La
noche se había estrellado contra la tierra. Las esponjosas nubes del día habían
mutado a unas escarpadas manchas grisáceas bajo la luz de aquel imperfecto
círculo blanco. En aquel ambiente muerto, no flotaba nada. La urbe se
estremecía, gritaba, como siempre.
Observando desde su refugio de
plomo, estaba él. Esperando mientras colocaba su atuendo.
Nadie precisaba de su
presencia. No fue llamado por ningún foco con su símbolo de identidad, si es
que tenía alguno. En lugar de la llamada de algún alto cargo, requiriendo de
sus servicios, un par de llamadas de su querida madre.

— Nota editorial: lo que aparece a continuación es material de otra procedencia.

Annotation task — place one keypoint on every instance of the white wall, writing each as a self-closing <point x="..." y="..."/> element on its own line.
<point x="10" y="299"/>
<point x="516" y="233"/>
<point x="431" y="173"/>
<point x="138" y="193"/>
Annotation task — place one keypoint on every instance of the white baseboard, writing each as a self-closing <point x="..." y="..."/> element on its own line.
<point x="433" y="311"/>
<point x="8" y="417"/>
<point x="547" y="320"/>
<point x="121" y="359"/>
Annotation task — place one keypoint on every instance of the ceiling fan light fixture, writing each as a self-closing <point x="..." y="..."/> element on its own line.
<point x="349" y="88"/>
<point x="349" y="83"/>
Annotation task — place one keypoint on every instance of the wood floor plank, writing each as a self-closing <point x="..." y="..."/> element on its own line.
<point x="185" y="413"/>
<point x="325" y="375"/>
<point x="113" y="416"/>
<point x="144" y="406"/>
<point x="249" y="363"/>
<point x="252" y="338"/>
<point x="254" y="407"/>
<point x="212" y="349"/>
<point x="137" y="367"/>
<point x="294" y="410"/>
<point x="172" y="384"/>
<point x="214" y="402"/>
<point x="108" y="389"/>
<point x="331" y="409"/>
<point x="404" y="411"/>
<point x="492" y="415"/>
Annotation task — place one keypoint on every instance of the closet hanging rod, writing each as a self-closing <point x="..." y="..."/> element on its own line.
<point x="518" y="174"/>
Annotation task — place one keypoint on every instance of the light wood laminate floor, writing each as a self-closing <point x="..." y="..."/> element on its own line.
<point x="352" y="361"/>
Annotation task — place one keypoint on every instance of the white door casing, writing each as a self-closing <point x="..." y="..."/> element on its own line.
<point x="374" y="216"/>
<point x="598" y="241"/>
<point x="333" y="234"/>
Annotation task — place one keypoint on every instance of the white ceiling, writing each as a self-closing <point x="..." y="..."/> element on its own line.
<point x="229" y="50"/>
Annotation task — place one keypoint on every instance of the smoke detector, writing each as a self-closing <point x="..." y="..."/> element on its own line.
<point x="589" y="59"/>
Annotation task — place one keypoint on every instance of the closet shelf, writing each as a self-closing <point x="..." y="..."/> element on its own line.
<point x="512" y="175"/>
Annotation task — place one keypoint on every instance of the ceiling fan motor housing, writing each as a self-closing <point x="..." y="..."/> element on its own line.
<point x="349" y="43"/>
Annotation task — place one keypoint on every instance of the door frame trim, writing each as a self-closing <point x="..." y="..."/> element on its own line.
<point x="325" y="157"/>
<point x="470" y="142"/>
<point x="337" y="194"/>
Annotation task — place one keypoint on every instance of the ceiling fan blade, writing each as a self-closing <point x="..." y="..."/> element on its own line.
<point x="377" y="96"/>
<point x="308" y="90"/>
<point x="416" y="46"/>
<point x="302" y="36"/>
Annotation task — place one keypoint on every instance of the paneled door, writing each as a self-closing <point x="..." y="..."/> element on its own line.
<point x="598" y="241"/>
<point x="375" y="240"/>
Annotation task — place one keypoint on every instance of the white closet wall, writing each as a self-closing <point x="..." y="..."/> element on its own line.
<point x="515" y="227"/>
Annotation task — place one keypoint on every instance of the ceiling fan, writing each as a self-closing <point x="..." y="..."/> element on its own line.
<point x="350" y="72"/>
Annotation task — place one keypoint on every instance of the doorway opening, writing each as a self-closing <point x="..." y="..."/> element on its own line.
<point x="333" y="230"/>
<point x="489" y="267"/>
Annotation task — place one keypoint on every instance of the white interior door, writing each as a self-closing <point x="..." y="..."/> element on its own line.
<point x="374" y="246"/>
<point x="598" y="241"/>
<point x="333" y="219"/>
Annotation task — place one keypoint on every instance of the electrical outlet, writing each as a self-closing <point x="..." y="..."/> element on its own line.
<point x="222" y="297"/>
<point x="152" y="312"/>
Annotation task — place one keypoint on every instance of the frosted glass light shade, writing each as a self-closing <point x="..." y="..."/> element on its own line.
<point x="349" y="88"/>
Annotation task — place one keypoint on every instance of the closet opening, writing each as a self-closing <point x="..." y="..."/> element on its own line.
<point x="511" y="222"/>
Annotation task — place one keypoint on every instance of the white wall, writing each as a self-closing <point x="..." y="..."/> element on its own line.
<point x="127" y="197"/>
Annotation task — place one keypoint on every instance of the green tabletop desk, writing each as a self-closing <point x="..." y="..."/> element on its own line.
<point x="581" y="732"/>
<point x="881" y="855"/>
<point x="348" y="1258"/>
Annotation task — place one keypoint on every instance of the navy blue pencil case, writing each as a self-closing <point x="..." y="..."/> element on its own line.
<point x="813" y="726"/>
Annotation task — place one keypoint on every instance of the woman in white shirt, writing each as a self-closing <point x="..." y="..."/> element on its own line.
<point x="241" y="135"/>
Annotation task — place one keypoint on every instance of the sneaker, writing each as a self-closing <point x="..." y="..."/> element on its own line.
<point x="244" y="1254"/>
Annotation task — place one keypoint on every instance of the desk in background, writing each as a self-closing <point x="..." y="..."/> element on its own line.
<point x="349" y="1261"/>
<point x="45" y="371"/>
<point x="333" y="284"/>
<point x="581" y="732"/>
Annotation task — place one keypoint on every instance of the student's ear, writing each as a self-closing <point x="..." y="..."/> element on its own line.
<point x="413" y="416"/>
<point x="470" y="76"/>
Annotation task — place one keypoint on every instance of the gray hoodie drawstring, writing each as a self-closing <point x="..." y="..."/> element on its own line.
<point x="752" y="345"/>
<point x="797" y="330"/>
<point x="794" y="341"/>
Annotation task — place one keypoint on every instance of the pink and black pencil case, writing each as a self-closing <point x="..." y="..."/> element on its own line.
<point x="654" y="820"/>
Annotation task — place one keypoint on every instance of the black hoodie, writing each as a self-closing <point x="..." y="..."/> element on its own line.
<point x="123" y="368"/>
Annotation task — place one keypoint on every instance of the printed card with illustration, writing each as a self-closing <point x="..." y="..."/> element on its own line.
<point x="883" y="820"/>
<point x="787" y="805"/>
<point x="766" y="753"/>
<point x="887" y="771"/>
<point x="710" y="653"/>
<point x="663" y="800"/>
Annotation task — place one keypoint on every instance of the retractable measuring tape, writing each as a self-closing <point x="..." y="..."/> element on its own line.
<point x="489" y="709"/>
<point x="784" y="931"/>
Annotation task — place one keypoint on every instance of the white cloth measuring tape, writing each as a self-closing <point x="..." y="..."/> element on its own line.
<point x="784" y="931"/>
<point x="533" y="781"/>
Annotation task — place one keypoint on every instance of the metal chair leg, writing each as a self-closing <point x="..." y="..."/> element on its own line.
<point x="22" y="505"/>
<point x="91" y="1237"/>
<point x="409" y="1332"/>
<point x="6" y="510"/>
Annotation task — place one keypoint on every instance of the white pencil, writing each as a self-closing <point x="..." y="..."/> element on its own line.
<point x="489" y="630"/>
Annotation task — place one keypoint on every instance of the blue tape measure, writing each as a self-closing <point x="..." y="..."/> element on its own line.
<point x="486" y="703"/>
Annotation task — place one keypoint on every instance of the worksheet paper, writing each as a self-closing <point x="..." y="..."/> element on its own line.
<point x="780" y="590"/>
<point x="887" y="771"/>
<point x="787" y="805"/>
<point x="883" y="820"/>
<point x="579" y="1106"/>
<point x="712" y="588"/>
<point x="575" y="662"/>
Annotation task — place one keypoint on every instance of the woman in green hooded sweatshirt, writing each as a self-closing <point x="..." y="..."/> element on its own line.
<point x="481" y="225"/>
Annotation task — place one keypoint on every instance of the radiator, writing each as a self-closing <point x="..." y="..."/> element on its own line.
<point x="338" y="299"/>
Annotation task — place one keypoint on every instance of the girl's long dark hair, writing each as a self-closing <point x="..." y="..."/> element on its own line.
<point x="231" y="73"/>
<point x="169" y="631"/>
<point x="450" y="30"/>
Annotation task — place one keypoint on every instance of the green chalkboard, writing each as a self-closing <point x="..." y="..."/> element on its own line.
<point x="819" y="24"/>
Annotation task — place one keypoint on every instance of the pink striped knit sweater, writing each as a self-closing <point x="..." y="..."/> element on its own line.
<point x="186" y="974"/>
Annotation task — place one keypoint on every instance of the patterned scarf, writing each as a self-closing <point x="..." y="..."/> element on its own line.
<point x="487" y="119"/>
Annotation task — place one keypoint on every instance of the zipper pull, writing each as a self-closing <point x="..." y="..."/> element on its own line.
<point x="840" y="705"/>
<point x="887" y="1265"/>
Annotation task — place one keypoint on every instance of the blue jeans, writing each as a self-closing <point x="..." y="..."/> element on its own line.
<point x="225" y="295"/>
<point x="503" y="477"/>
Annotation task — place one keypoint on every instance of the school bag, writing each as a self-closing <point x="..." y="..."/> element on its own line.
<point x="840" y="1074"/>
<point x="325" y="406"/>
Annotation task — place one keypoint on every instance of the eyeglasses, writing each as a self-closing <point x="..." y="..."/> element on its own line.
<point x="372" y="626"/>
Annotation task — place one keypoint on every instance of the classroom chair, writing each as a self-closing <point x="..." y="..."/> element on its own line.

Se levantó de aquella cama, las
lágrimas habían dejado paso al odio. Llevaba aquel traje, aquella vestimenta
que le recordaba, noche tras noche, el por qué. Una blusa, con unas
inscripciones en el pecho derecho, y aquellos pantalones varias tallas mayores
de la necesitada por su cintura.
De nada le serviría evitar que
reconociesen su rostro. Estaba marcado.
No paraba de pensar en ello.
Podría salir y hacer uso de aquellos tortuosos dones. Sin duda era un peligro
para aquellos, también, desgraciados.
Bastaba con unos minutos cerca
de un varón para convertir sus genitales en un cementerio colgante. El mismo
tiempo que los óvulos de una hembra quedaban irradiados, inútiles, muertos.
Niños, aquellos a los que todos
ven inocentes por su aspecto. Él podía eternizar eso, podía acabar con el
crecimiento de aquellos indefensos iguales.
Un roce, quizás un intercambio
de saliva, con una mujer hospedando un embrión, para hacer que este adquiriese
mil tipos de malformaciones o tumores. La inducción de abortos parecía el más
horrible de sus poderes.
Ni arañas mutantes, ni orígenes
alienígenas, ni años basados en el aprendizaje de técnicas de lucha ocultas.
Sus capacidades provenían de una simple y pequeña pastilla. Un recipiente de
Yodo 131. Lo mismo que le salvaba, le condenaba. Convertido en aquel peligro, o
morir.
¿Su criptonita? Los caramelos
de limón. Le hacían expulsar su radiación en forma de saliva.
Estos caramelos y el ir
repetidamente a orinar. Eran los recordatorios de que aquella maldición, era
temporal. Tan temporal como el tiempo sin ella.
Volvió a sentarse en aquella
cama. Recordó la mampara de plomo a través de la cual le servían la comida.
Recordó lo que podría ser de la enfermera que se olvidase de estas precauciones
tomar. Se sintió un monstruo.
Nada que ver con superhéroes
justicieros o supervillanos consumidos por el odio. Tenía 12 años. Tenía sueño.
Tenía miedo.
Aún permanecería varias noches
en aquella habitación de aislamiento.
Miró de nuevo por la ventana de
cristal doble, quedaban varias horas para que aquel gigante de luz volviese a
iluminar la habitación. Quedaban horas para que la programación infantil
volviese a la televisión.
Se puso los guantes, y cogió el
teléfono. Tenía miedo. Quería escuchar la voz de mamá.